Au fil des dix-sept nouvelles qui constituent ce recueil, les auteurs nous entraînent dans l’histoire de la Fédération, un rassemblement de plus en plus important de villes et territoires d’une Europe fantasmée, initiée par les villes de Laërne, Lauterbronn et Ozmüde. Des récits qui esquissent une Histoire différente de la nôtre mais dont les revirements ne surprennent pas forcément, et en appellent à l’inexorabilité du temps qui passe. Un univers où les tensions politiques frontalières ne doivent pour autant pas faire oublier les mystères qui se déploient dans l’ombre.
Les soldats de la mer est un ouvrage à part. Quand on se penche sur le passé éditorial du texte, il est indéniable qu’il n’a cessé de susciter l’intérêt depuis sa première publication, avec pas moins de quatre rééditions depuis sa première parution chez Julliard en 1968. C’est à travers la dernière édition du texte, chez Dystopia, et après que mon libraire m’ait mis le texte dans les mains que je me suis donc décidé à m’y intéresser.
D’emblée, le lecteur est quelque peu déstabilisé par cet univers qui ne se laisse approcher que par vagues successives, au fur et à mesure des nouvelles. Car si chacune d’entre elles est parfaitement compréhensible, le contexte global et le fil conducteur n’apparaissent que par petites touches, qui servent d’introduction aux différents récits et posent les temps forts de cette mystérieuse Fédération. Où se situe l’intrigue ? Est-ce dans un réel différent du nôtre ou y-a-t-il un lien entre les deux ? Et pourquoi la dimension fantastique y est aussi présente, alors que la Fédération semble davantage appelée à rationaliser le monde dans lequel elle s’agite ?
Le style est finement ciselé, les mots glissant sur la page, facilitant l’immersion du lecteur dans ces contes de guerre (car c’est bien là l’un des thèmes de fond du recueil) qui donnent autant de visages (et de personnalités) à une forme politique tentaculaire à propos de laquelle fusent les questions. Pourquoi cette Fédération ? Qui en est réellement à l’origine ? Quel est son but ? Autant de interrogations qui vont peu à peu émerger dans l’esprit du lecteur et pour lesquelles il n’aura de réponse qu’au terme de sa lecture, au cours d’une révélation finale – apothéose du plus bel effet.

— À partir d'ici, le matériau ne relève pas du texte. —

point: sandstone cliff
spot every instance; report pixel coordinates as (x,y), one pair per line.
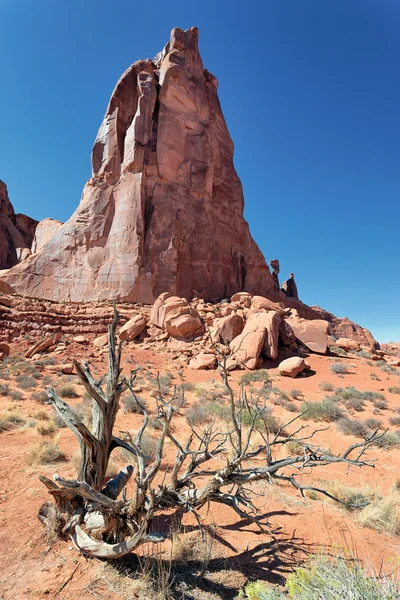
(16,232)
(163,211)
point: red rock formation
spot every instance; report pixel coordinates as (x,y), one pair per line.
(163,211)
(16,232)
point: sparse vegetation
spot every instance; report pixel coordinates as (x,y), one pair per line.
(324,410)
(131,405)
(67,391)
(253,376)
(326,386)
(40,397)
(352,427)
(340,368)
(382,514)
(10,419)
(46,427)
(25,382)
(44,452)
(395,389)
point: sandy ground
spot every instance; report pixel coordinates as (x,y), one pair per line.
(31,568)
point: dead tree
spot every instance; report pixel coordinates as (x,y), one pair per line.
(100,524)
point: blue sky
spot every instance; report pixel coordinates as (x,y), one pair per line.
(311,93)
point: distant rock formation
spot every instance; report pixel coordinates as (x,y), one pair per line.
(163,211)
(16,232)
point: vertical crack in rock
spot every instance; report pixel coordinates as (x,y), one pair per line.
(163,210)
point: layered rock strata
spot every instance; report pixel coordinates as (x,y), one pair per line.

L’ensemble du recueil puise dans les récits fantastiques classiques XIXe, que ce soit au niveau de l’ambiance ou des thématiques et éléments de mise en scène utilisés. Le thème du vampire n’y fera pas exception avec une nouvelle qui mettra une troupe de soldats aux prises avec un oupire, le terme russe pour « vampire ». On y croisera donc des victimes exsangues et des créatures incapables de contrôler leur besoin de se sustenter de sang, et dont les victimes deviennent, sauf actions particulières, des oupires à leur tour. A noter, également, la présence d’une contrée nommée Slavachie, clin d’œil à peine voilé à la Valachie de Vlad Tepes.
Un ouvrage intriguant qui happe peu à peu son lecteur, une fois que ce dernier parvient à se mettre au diapason avec le rythme de l’ensemble. Une très belle plume et des ambiances qui marient récit de guerre, conte et onirisme, pour un résultat qui mérite franchement qu’on se penche dessus.